Мы захватили кипы этих газет и еще других, белоказачьих — «Вестник Верховного округа». Газеты эти мы пустили на раскурку, потому что были охочи до табачка, а точнее, махорки, с которой подружились за трудные военные годы так же верно, как и с винтовкой, шинелью, седлом.
Кони разной масти, оставленные белогвардейцами, словно собаки, бродили по городу. Большими, обалделыми глазами глядели на опрокинутые повозки, тачанки, орудия. Будто в доме перед дальней дорогой, на улицах лежали узлы, чемоданы, корзины. Несметное количество! Железнодорожные пути были забиты эшелонами с фуражом, продуктами, снарядами…
Мы сдавали охране пленных на Суджукской косе, когда прискакал нарочный и передал мне приказ явиться в штаб 9-й армии к товарищу Каирову.
Вечерело. Но небо еще фасонилось голубизной, хотя на нем уже, точно веснушки, проступили первые звезды. Земля, разморенная солнцем, парила. И воздух на улице был мутноватый, как в прокуренной комнате.
Каиров, с перевязанной рукой, — разорванная кожанка внакидку — хитро посмотрел на меня и спросил:
— Как настроение?
За его спиной маленький и желтый, точно привяленный, человек, в очках со сломанной дужкой, монотонно диктовал машинистке:
— Захвачено сорок орудий, сто шесть пулеметов, четыре бронепоезда, тридцать аэропланов… Общее количество пленных составляет…
— Боевое, — ответил я.
— Добре. Дело для тебя есть.
— Наконец-то.
— Время пришло, — сказал Каиров. — Не зря же я тебя четыре месяца готовил. Посиди минут пять в коридоре. — И добавил с улыбкой: — Больше ждал.

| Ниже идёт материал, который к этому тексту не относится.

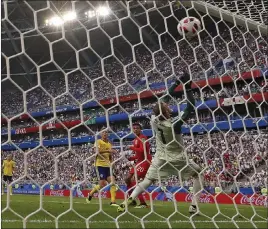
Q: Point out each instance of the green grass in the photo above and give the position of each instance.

Не знаю, почему он назвал прихожую коридором. Никакого коридора в этом барском особняке я не увидел. Двери с улицы — возле них стоял часовой-красноармеец — заглядывали прямо в широкую прихожую, выложенную цветным паркетом. На паркете тускнел пулемет. Усатый дядька протирал его ветошью.
В глубоком, обшитом золотым плюшем кресле небрежно, словно барин, сидел молодой парень. С толстыми губами, мясистым носом. Взгляд у парня был ленивый и немного презрительный. Он курил толстую вонючую сигару. Потом ему надоело дымить, и он затушил ее, вдавив в золотистую плюшевую обшивку.
— Друг, — сказал я, — мебель портишь.
— Буржуазную рухлядь жалеешь?! — окрысился парень. И сморщился, и заморгал ресницами, словно в глаза ему угодило мыло.
— Мебель не виновата, возразил я. — Теперь она наша. Революционная… Рабоче-крестьянская.
— Отвали! — сказал парень. — Ты мне свет застишь. И мешаешь сосредоточиться.
И он опять, уж, конечно, назло мне, ткнул в плюш кресла, правда, на этот раз загашенную сигару. Вывел какую-то закорючку. Возможно, расписался.